С этими словами старец поднялся, подступил к нему, начертил у него на челе три креста и при этом шепнул: «Господь милостив. А умереть вам все равно суждено в монастыре».

Таковы были последние слова удивительного старца, которого не уставали укорять более рьяные монахи за образы и сравнения из банковского дела и экономики. Некоторые даже позволяли себе усомниться в его правоверности. Так, к примеру, падре Дамиано охотно рассказывал легенды, которым каждый из его слушателей приписывал христианское происхождение, более того, считал кристаллизацией христианского духа, и это давало старику возможность по окончании рассказа со злорадным хохотом предъявить слушателям источник легенды: таоист, буддист, магометанин, и завершить своим обычным речением: «Все ваше, вы же Христовы».

В ту пору падре Дамиано уже разменял седьмой десяток, и очень может быть, что ему не довелось пережить ужасный судный день — как позднее нарекут его монахи.

Пако обежал мыслями все покои монастыря и собственное прошлое в этих же стенах. Но всякий раз, когда равномерный шаг часовых звучал за его дверью, воспоминания Пако каменели и стук шагов отдавался у него в душе. И особенно грозно громыхали в этой тишине шаги того ни о чем не догадывающегося, кто и в мыслях не держал, что здесь, на койке, лежит человек, который все серьезнее размышляет над вопросом, будет оправдание у этого ножа, когда он вонзится, или не будет.

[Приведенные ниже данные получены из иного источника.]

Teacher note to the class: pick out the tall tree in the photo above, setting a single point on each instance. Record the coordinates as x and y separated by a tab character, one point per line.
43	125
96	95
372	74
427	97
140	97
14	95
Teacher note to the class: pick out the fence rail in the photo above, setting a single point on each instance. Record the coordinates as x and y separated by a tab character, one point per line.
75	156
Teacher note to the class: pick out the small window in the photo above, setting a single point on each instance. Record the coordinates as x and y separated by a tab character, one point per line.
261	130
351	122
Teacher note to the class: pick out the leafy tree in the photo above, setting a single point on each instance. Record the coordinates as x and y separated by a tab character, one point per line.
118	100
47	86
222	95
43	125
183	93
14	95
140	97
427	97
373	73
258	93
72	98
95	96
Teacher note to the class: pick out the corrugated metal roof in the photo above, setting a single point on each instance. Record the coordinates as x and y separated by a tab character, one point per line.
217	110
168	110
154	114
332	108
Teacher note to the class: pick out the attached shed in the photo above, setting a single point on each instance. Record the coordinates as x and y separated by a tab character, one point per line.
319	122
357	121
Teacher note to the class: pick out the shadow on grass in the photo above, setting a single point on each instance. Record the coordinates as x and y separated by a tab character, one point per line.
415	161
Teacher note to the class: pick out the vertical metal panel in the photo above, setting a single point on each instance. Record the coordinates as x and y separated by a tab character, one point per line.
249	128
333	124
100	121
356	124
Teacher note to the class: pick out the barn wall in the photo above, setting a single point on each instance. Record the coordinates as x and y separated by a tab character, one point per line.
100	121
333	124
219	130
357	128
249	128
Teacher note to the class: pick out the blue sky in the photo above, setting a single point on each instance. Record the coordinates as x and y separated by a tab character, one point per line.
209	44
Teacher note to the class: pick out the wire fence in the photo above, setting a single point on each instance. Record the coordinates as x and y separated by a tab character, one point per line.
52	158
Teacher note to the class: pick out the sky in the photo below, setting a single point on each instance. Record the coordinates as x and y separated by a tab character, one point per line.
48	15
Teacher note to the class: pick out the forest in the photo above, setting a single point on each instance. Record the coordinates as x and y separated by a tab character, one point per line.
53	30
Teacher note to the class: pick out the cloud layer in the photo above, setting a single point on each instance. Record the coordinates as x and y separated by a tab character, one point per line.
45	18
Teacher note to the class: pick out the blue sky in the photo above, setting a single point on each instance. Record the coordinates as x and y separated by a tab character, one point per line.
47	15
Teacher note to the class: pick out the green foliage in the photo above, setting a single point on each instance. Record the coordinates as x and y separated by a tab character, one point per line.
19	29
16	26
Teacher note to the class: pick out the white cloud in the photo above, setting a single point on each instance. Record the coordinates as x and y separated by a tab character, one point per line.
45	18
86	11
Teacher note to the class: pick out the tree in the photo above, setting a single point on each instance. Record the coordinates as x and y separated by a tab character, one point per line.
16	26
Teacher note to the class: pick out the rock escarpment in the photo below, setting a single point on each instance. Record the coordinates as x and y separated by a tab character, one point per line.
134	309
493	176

Размышления Пако не были казуистическим взвешиванием, которое кличет на подмогу теологию морали. Он, скорей, прислушивался к чему-то у себя внутри. В нем обитал мальчик Пако, юноша, монах, матрос, который, однако, ни разу не участвовал в поножовщине, солдат, боевой товарищ. Целая бригада всевозможных Пако держала военный совет. Пленный настойчиво и вопросительно протянул им нож, один передавал нож другому, и все молчали. Даже солдат, и тот ничего не сказал, он лишь повел плечами, а потом вдруг выкрикнул: нет, нет, только не я. Я устал, имею же я право хоть раз в жизни отдохнуть. Но тут, ко всеобщему удивлению, с места поднялся монах, богослов, и он сказал так: возможен случай, когда это необходимо — и тогда я сделаю это сам, на свою ответственность, — но только в этом одном случае! Мне не по душе пулеметы, которые направлены в коридор. Лейтенант боится. Как он поведет себя, когда его сторона начнет отступать? Когда и им придется оставить город? Такие случаи более чем известны. И даже пусть он не угадывает столь зловещим образом убийцу прямо у себя за спиной, ему все равно предстоит выполнить приказ… Он велит пленным покинуть кельи, он сообщит, что их переводят то ли в X, то ли в Y, чтобы те тронулись с места, а когда они пойдут вниз по лестнице, сзади и сбоку лихо застрекочут пулеметы — или не на лестнице, а внизу, во дворе. Не дарить же врагу две сотни солдат. Противостоять преступлению дозволено, защитить жизнь других — это даже нравственный долг. Тем самим, если рассматривать наш случай как данность, — богослов Пако выглядит более чем решительно, — тогда как Пако на койке вздыхает и ворочается с боку на бок.